Like 2007's The Besnard Lakes Are the Dark Horse, the album utilizes the eerie drone of numbers stations (mysterious fixed transmissions that loop endlessly, drab female voices reading numbers between tones and snatches of music) as an aesthetic marker, co-opting their ready-made mystique to add to the shadowy atmosphere. But this shared element is by no means a retread. Like two jazz improvisations, they stand out as twinned, dissimilar meditations on a similar theme.
This may just mean that the band has the early earmarks of a stunningly specific style, but for now it still comes off as genuine and fresh. "Like the Ocean, Like the Innocent" rides in on a thrumming wave of noise, setting the tone for the lashing waves of distortion that gather around the vocals. Creeping through 10 orchestrally blended tracks over 50 minutes, these songs move slowly, like hypnotic, crenellating dreams plucked straight out of the air.
There are distinct differences from Dark Horse, which favored mounting progressions that slowly wrapped themselves in effects. Roaring Night has more patience and a great focus on album-wide ambiance, the songs melting into each other rather than standing out as singular peaks. There's also a noticeable Jesus and Mary Chain feel, layered over the sunny-voiced vibe that has become a trademark, with Olga Goreas's increased vocal contribution creating interplay between the two singers.
The vocals are another of those persistent markers that give the band's music a peculiar, timeless aura. A nearly constant invocation of surf-pop harmonies, stretched out to pleasingly strange effect, match the undulating downtide of the songs, one cresting over the other. The lyrical insufficiency that emerges, a favoring of repetition and mood over actual content, therefore feels nearly earned, the words used less as a tool of expression than in service of the music itself.

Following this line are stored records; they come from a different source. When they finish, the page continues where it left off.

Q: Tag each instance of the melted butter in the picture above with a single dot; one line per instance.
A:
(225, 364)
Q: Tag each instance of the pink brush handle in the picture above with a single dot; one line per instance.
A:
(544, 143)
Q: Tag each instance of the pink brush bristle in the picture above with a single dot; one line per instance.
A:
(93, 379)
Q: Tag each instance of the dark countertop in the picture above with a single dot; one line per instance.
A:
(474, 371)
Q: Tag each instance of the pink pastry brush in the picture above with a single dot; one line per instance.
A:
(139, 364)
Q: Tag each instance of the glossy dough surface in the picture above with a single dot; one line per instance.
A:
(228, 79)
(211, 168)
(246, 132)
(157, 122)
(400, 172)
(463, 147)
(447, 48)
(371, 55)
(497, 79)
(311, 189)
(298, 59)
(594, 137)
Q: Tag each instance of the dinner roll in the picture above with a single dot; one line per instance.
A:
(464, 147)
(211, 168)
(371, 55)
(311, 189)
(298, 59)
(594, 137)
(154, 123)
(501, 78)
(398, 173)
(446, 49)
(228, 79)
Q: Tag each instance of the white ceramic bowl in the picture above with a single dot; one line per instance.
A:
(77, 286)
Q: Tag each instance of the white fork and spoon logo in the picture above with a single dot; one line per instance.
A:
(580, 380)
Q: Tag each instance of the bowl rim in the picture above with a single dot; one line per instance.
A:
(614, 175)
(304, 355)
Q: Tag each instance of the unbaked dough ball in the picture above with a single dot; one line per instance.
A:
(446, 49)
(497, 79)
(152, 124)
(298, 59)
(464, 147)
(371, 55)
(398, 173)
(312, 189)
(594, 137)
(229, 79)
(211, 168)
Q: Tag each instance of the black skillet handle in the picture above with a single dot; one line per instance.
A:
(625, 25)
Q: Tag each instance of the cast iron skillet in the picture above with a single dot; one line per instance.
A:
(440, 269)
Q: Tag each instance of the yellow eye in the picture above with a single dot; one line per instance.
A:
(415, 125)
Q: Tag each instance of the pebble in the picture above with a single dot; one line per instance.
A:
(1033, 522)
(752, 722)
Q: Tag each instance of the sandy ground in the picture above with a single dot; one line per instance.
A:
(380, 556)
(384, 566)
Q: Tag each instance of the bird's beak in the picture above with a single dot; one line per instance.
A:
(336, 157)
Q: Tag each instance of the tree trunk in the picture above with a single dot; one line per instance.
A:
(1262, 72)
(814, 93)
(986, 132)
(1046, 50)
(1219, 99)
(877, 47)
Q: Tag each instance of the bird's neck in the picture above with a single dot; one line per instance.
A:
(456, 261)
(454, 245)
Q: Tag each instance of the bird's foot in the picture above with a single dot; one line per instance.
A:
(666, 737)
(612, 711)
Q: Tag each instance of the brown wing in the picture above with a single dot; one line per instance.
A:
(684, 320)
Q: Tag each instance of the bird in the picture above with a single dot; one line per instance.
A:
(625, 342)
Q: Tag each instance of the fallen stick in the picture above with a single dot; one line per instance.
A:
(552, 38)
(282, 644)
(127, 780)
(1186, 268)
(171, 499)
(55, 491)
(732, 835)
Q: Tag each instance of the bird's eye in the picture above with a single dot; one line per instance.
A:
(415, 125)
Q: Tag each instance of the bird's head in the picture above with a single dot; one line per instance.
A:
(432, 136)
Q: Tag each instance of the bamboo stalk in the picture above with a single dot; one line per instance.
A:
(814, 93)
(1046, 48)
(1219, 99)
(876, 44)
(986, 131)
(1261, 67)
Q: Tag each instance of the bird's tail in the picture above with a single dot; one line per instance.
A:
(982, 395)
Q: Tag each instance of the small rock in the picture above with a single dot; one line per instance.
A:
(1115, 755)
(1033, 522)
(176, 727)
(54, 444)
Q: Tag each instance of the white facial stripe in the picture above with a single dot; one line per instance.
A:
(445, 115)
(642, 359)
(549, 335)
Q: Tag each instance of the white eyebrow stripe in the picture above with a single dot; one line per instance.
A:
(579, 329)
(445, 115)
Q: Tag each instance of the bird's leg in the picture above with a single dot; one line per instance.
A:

There are times when Roaring Night is disconcertingly slack. Tracks like "Glass Printer" spend a long time going nowhere, treading along flat lines with very little buildup. But even weaker songs are still not a wasted trip, flickering with sharp moments and dazzling effects. In this way, the album asserts itself as a refreshingly pointed piece of chamber pop, a starkly serious work that plays as big but never portentous.